Beyond contractual clauses, the provision of law that sets out these obligations requires a lot more clarity than the clause in the present Data Protection Bill, 2021. For instance, does the algorithm itself need to be disclosed to prove fairness? Will a self-certification satisfy this requirement? What is fair and who decides what is fair? Will this apply only to certain kinds of algorithms such as predictive algorithms? Is the disclosure requirement a public disclosure or a confidential disclosure? Without clarity on these aspects, the requirement of the law will remain a feel-good provision with little hope of implementation especially vis-à-vis the State.
A more systemic issue that also requires consideration in order to enable better transparency is the need to strengthen the judicial system itself. The judicial system should be strengthened to deal swiftly with misappropriation claims. It is usually not the disclosure of confidential information/trade secrets that is the issue. It is its misappropriation through improper use that is the cause of concern. In jurisdictions with weak enforcement mechanisms, companies may make business decisions to tighten secrecy rather than promote disclosure.
Click here to view this post on SpicyIP and leave a comment.
2 thoughts on “Algorithmic Transparency and the Smart State”
“Explainability” is the concept that a machine learning (ML) model and its output can be explained in human language terms in a way that makes sense to a human being.
Not all ML models are explainable. While some basic ML like decision-trees can be called algorithms and can be explained in “if this then that” terms, newer and advanced neural-net based ML models are not at all explainable in a human language sense.
Secondly, the model is trained on some data, after which it performs a prediction. The predictive quality depends in no small measure upon the quality and content of the training data rather than the model code itself.
Consequently, “algorithmic transparency” is a futile expectation as it is equivalent to mandating the use of lower-performing explainable models. To make a generalized law, trained models will need to be treated as black boxes where only the inputs and outputs are observable.
Thanks for your comment and for explaining the issues involved with ‘explainability’. There is a tension between adoption of advanced ML technology and public trust and accountability – when it comes to use by the state.
As you suggest, one option could be to have a generalised law that treats trained models as black boxes where only inputs and outputs are observable. However, this may not be optimal in all cases – especially when individual interests are involved and stakes are high.
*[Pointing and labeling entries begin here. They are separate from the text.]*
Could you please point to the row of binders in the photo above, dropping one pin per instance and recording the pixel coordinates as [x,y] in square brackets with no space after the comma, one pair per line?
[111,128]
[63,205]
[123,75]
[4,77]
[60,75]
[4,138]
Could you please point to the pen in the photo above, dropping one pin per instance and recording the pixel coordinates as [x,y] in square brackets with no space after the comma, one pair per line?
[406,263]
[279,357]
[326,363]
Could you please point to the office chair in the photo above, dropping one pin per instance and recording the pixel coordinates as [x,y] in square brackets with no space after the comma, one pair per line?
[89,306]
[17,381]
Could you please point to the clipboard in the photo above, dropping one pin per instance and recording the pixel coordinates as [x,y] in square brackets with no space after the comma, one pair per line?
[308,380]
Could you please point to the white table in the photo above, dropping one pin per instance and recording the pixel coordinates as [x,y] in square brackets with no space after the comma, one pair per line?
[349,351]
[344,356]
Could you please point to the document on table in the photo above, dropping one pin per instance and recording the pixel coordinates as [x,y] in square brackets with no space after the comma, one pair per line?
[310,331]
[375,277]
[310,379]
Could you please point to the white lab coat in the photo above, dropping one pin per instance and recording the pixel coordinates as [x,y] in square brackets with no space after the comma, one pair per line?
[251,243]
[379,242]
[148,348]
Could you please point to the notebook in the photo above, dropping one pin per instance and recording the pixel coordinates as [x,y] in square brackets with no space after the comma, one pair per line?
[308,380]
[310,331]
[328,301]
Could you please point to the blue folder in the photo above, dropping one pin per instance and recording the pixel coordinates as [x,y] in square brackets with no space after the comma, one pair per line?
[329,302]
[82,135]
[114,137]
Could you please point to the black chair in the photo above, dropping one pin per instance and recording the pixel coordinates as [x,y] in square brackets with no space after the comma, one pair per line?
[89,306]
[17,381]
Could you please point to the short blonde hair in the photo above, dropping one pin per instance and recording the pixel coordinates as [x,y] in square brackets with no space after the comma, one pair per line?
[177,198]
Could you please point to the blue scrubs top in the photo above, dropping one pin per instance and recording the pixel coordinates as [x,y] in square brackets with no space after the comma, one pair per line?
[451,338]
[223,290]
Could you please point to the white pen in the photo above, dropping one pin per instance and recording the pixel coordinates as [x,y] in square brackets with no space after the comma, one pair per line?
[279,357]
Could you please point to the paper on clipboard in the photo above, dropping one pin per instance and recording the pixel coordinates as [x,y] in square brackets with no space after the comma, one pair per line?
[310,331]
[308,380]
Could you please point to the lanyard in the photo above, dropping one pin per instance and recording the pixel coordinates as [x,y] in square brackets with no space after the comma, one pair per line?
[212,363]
Some have suggested a ‘balancing test’ where levels of explainability (and relatedly algorithmic transparency) are tailored to the interests / stakes involved.
In certain cases, the state should stay away from using algorithms that can’t be explained to the public. Simpler technology with transparent algorithms should be used instead. However, in other cases, more complex, advanced ML systems may be used.
So a generalised law requiring transparency should be the rule with room for exceptions.
Also, between the service provider (private sector) and the public agency adopting the tech – the public agency should examine all aspects of the private sector algorithms and training data that they rely on.